Milletvekilleri, Rusya’nın Ukrayna’yı “tam teşekküllü işgalini” en güçlü formda kınayarak Belarus Cumhurbaşkanı Aleksandr Lukaşenko‘nun akındaki rolünü de telin etti.
AB’nin Ukrayna’ya askeri ve insani yardımları artırması gerektiği belirtilen tasarıda, Ukrayna’dan çıkış yapan süreksiz muhafaza statüsü verilmesi ve istihbarat iş birliğinin değerine vurgu yapıldı.
Ukrayna’ya adaylık statüsü
Tasarıda Ukrayna’ya adaylık statüsü verilmesi için AB kurumlarına davet yapıldı, Ukrayna’nın AB ortak pazarına entegrasyonu tarafında çalışılması istendi. Milletvekilleri, Ukrayna’nın adaylık prosedürünün “liyakat” temelinde ilerletilmesini talep etti.
Rusya’dan gaz ve petrol alınımının sınırlandırılması
AP milletvekilleri, Rusya’ya yönelik ekonomik yaptırımların genişletilmesi, Belarus’a yaptırımların artırılması, Rusya’dan gaz ve petrol alımının sonlandırılması, AB’nin Rusya’ya, Rusya’nın da AB’ye yatırımlarının yasaklanması, Rusya’daki tüm bankaların Avrupa mali sisteminden engellenmesi, Rusya ve Belarus’un SWIFT sisteminden çıkarılması, Rus gemilerinin AB limanlarına girişine müsaade verilmemesi üzere taleplerde bulundu.
‘Altın vize’ uygulamasının gözden geçirilmesi
Milletvekilleri, yatırım karşılığı oturum verilmesini öngören “altın vize” uygulamasına sahip ülkelerin ve AB’nin bu uygulamayı gözden geçirmesi, yaptırımlara maruz kalan Rus vatandaşlarının yakınlarına verilen vizelerin geri alınması davetinde bulundu.
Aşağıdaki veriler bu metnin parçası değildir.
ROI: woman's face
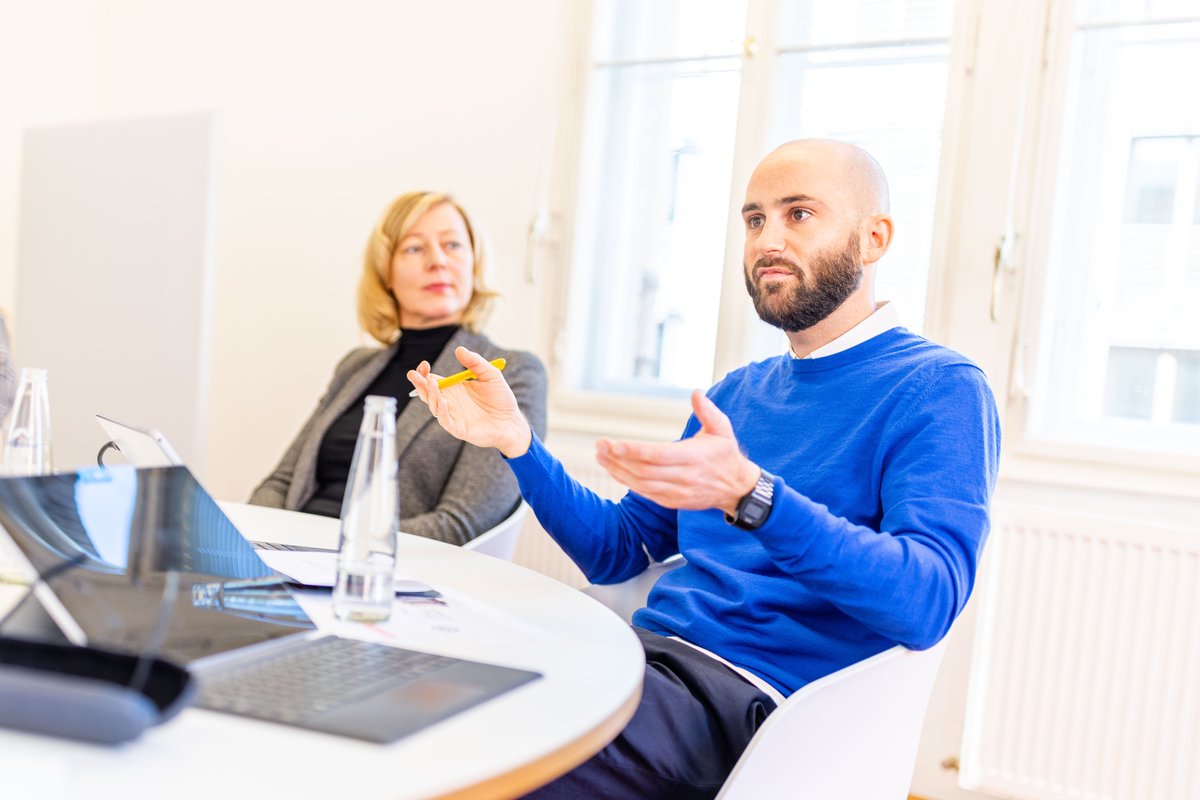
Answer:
[391,203,475,327]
Tasarıda Batı Balkanlar’a da yer verildi. Milletvekilleri, Rusya’nın Batı Balkanlar’daki istikrarsızlaştırıcı faaliyetlerinden duydukları kaygı ile Ukrayna’ya ve AB siyasetlerine takviye veren Batı Balkan ülkelerine takdirlerini metinde tabir etti.
Tasarıda, “Avrupa Parlamentosunun, Sırbistan’ın Rusya’ya yönelik AB yaptırımlarına uymamasından ıstırap duyulduğu, bu durumun Sırbistan’ın AB sürecine ziyan verdiği” belirtildi.
Metinde aday ülkelerin AB’nin yalnızca müktesebatıyla değil, ortak dış ve güvenlik siyasetleriyle da ahenk içinde olması beklentisi lisana getirildi.